On June 14, 2023, the Colorado Department of Corrections (DOC) agreed to pay $500,000 to resolve a state prisoner’s allegation that his Eighth Amendment guarantee of freedom from cruel and unusual punishment was violated when he was restrained and isolated in a “dry cell” without running water because he was suspected of having contraband drugs.

As PLN regularly reports, suits challenging conditions of confinement in prison rarely succeed, unless the conditions are truly deplorable. What Zackariah Jones, 37, alleged was that while held at Sterling Correctional Facility on December 1, 2018, six guards strip searched him after he filed several grievances against them, placing him in handcuffs and leg restraints inside an unheated cell lacking sufficient water. Guards refused to loosen the handcuffs, which were attached to a belly chain.

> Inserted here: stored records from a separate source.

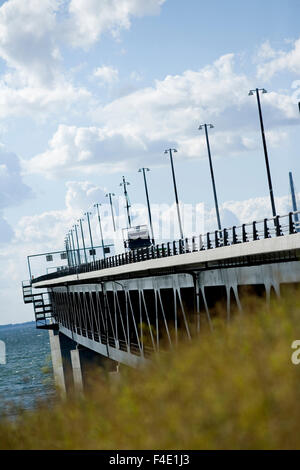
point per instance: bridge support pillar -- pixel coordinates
(77, 373)
(60, 347)
(86, 365)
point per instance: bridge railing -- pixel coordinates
(257, 230)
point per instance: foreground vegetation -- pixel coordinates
(234, 389)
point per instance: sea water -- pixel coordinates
(26, 378)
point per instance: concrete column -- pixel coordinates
(58, 370)
(61, 347)
(77, 374)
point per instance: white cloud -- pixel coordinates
(32, 33)
(27, 38)
(139, 126)
(89, 19)
(106, 74)
(12, 189)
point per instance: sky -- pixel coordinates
(91, 90)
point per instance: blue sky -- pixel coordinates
(94, 89)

Despite passing a drug test, Jones remained this way for 12 days, he said, forced to defecate in a bucket and prevented from washing his hands or cleaning himself. Then-Warden Matt Hansen refused to release Jones until he had produced what the prison called a “substantial amount” of feces, under its policy for contraband investigations. Jones was barred from changing clothes, from lying down during the day and from removing the restraints. His feces allegedly dried on his body, causing painful, long-lasting sores.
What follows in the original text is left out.